Luka Bogavac

No. 44 – Oklahoma State Cowboys
- Position: Shooting guard / point guard
- Conference: Big 12 Conference

Personal information
- Born: 20 September 2003 (age 22) Mojkovac, Serbia and Montenegro
- Listed height: 6 ft 6 in (1.98 m)
- Listed weight: 215 lb (98 kg)

Career information
- College: North Carolina (2025–2026); Oklahoma State (2026–present);
- Playing career: 2021–2025

Career history
- 2021–2023: Mega Basket
- 2021–2022: →OKK Beograd
- 2023–2025: SC Derby

Career highlights
- Montenegrin Cup winner (2024); Junior ABA League champion (2022);

= Luka Bogavac =

Montenegrin basketball player (born 2003)

Luka Bogavac (born 20 September 2003) is a Montenegrin college basketball player for the Oklahoma State Cowboys of the Big 12 Conference. He previously played for the North Carolina Tar Heels. Prior to college, Bogavac played professionally for SC Derby of the ABA League and Prva A Liga. Standing at and weighing 215 lbs, he plays both shooting guard and point guard positions.

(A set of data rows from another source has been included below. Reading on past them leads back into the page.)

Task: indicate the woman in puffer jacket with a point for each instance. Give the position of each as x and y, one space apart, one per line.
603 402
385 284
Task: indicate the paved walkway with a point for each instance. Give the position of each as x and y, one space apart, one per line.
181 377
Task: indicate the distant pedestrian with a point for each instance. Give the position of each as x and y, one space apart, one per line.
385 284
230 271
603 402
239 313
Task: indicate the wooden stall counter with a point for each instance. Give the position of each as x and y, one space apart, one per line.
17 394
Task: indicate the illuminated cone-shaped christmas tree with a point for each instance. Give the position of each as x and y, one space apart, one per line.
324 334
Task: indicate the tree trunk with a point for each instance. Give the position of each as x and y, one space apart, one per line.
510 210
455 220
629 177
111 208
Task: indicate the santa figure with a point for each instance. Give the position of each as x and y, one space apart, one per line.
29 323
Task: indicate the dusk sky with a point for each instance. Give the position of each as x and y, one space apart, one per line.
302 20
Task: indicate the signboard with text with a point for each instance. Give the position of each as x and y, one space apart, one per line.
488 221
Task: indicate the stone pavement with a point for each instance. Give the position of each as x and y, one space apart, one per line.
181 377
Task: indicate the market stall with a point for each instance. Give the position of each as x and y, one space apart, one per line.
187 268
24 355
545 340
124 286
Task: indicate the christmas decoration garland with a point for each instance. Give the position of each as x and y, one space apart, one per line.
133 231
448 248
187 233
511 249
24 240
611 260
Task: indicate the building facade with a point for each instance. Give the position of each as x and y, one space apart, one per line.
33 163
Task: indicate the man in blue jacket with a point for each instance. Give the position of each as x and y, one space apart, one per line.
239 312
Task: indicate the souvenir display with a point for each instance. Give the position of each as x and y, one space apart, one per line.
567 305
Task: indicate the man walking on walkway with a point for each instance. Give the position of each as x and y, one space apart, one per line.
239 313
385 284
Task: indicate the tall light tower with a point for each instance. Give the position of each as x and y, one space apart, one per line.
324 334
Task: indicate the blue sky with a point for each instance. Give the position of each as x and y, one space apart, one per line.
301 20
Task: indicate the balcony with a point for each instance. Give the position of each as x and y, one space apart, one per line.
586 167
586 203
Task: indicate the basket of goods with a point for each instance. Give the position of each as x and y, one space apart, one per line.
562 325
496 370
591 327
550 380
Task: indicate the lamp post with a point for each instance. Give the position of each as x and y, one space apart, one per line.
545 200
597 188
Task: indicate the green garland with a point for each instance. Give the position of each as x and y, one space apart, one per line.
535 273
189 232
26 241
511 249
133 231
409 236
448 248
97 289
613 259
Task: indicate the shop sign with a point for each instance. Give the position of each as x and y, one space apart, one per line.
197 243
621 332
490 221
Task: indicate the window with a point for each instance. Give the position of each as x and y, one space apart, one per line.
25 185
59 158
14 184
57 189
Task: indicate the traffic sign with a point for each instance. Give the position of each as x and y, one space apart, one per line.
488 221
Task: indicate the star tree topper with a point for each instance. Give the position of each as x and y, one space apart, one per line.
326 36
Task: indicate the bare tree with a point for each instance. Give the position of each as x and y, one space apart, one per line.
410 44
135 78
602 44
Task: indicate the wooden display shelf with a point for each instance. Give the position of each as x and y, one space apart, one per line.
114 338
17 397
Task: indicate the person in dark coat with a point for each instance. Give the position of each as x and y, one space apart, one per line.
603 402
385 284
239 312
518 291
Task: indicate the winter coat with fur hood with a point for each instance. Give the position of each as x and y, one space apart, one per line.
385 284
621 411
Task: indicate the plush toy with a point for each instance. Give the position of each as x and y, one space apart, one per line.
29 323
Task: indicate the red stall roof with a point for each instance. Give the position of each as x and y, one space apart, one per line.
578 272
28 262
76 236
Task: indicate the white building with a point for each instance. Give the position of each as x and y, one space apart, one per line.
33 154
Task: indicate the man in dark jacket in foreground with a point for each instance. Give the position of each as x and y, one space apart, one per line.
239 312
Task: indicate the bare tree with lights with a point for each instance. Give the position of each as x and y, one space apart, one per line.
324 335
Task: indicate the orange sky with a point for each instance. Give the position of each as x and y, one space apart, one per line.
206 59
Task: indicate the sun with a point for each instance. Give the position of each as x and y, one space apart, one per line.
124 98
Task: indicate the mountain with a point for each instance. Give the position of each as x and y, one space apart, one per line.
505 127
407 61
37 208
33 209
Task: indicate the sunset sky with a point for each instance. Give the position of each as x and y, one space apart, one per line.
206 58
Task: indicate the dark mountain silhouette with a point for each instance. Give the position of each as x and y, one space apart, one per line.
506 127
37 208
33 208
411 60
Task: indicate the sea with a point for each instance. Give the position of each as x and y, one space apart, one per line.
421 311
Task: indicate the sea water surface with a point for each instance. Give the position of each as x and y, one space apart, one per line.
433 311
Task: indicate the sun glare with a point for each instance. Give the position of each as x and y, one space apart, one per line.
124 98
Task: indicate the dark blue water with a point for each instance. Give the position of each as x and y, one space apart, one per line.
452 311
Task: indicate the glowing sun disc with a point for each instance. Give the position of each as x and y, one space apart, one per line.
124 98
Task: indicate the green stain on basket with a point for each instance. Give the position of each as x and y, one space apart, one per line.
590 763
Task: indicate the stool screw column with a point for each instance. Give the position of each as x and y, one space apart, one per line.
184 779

== Early life and career ==
Bogavac grew up with the SIG Strasbourg youth system where his father Nebojša Bogavac was an assistant coach. He joined the Mega Basket youth system in May 2021. At the 2020–21 Euroleague Basketball Next Generation Tournament, he averaged 14.7 points, 5.3 rebounds, and 2 assists per game.

== Professional career ==
On 23 September 2021, Bogavac officially signed his first professional contract with Mega Basket. Also, he joined OKK Beograd on a two-way contract for the 2021–22 KLS season. Bogavac made his senior debut in the ABA League for Mega Basket on 26 September 2021 in a 101–68 win over SC Derby, making 6 points and a rebound in under 5 minutes of playing time.

== College career ==
Following the 2024–25 seasons, Bogavac decided to play college basketball in the United States, ultimately choosing the North Carolina Tar Heels, citing the program's rich tradition as a primary reason.

== National team career ==
Bogavac was a member of the Montenegro U16 national team that participated at the 2019 FIBA U16 European Championship Division B in Podgorica, Montenegro. Over eight tournament games, he averaged 9.3 points, 1.9 rebounds, and one assist per game.

In July 2022, Bogavac was a member of the Montenegro under-20 team that won a bronze medal at the FIBA U20 European Championship in Podgorica, Montenegro. Over seven tournament games, he averaged 3.7 points, 2.7 rebounds, and 2.9 assists per game.